Rather than reopen that discussion, though, let’s come at the polar compound issue from another direction. In general, I think that the argument for having some more polar chemical matter is to be able to address a wider variety of binding sites. A look at (for example) antibiotics suggests that there are whole classes of useful drugs that are on the polar fringes of what medicinal chemists consider acceptable. We’re probably missing out by not having enough chemical matter in that region. (It’s worth remembering that even back in the early days of Lipinski’s “Rule of Five” that he explicitly noted that it did not seem to apply to antibiotics).
Naturally enough, one reason that there are so many comparatively hydrophobic species in the screening deck is that it’s been partially filled by all the med-chem optimization programs of years past, so you have a lot of later-stage analogs in there that may not be quite as “lead-like”. Another reason, which sounds like just an excuse but is pretty practical, when you get down to it, is that the more water-soluble compounds are harder to work with in the lab – harder to purify, harder to get concentrated down out of all that water, etc. So why not fix this by just buying a lot of more hydrophilic stuff? That’s not an unreasonable idea, on the face of it, but how well does it work?
Perhaps not as well as you’d want. I’m willing to bet that similar-sized collections of “rather polar” and “rather nonpolar” screening compounds will show quite different hit rates across most screens, with the advantage going to the greasier ones. Hydrophobicity is one of the most reliable ways to get potency, after all – if your compound wants to flee the solution state for the comfort of a binding site, that’s what potency is, and a lot of binding sites are friendlier than bulk solvent. That’s not always the best way to get said potency, since your compound may not be so particular about what ports it sail into, but it is straightforward.
And the hydrophilic compounds have some extra issues. If they’re happier out there in the aqueous solvent than usual, they have comparatively less reason to go anywhere else. To go somewhere else, they’re also going to have to shed some of those solvating water molecules, and that’s a complicated process. You have the enthalpy of favorable hydrogen bonds to give up, balanced by the possible entropic gains in letting those waters go (but that all depends on how ordered they are in the bulk solvent versus around your compound). On the receiving end, your polar compound is going to have to make some polar interactions with the binding site for the whole process to have any thermodynamic chance at all – the worst thing of all is to poke a hydrogen-bonding group into an unreceptive binding region. But those polar interactions are pickier than the hydrophobic ones. Hydrogen bonds in particular are quite directional, and one that just misses is probably going to be worse than one that never was there to form in the first place. It’s not that placement doesn’t matter with hydrophobic interactions, but on the whole, they do tend to be “blobbier” than the polar ones.

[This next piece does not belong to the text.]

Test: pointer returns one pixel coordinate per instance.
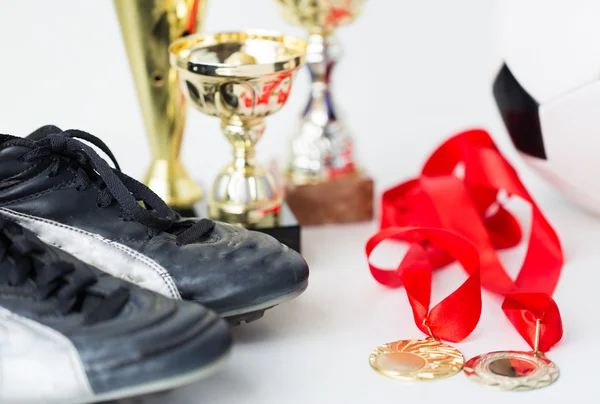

So while I think that adding a bunch of polar chemical matter to the screening deck is a good idea, it’s not going to be any kind of instant fix. Especially if you’re going to have to have (as I suspect) two, three, four times as many of those compounds as you do of the “regular” kind in order to have a real effect on your screening hits. That’s my hypothesis, anyway – I’m pretty sure that no one has managed to put so many of these into their collections yet, though. I note that the “dark chemical matter” paper, which talked about compounds that look fine but never seem to hit in assays, found that such compounds tended to be noticeably more polar and have fewer aromatic rings. This, I’d say, is not at all accidental. But as that paper noted, if you do get a hit from this part of the collection, it’s worth prioritizing, because chances are lower that it’s leading you on. And I’d say the same for any unusually polar compound (polyhydroxylic, etc.) So long as it’s not full of quinones or the short list of things that (most of us) would immediately run from, it’s worth prioritizing.
This kind of thinking has implications for the “unnatural natural product” field. Natural products themselves have had evolutionary optimization; that’s why they’re so special (for some definitions of “special”). But there have been moves to more randomly replicate those kinds of structures, with those kinds of properties, as a way of getting more diverse chemical matter. I’m sympathetic, but as mentioned, I think that if you’re going to put together a collection like this, you’d better be prepared to make it a lot larger than you’ve probably planned for.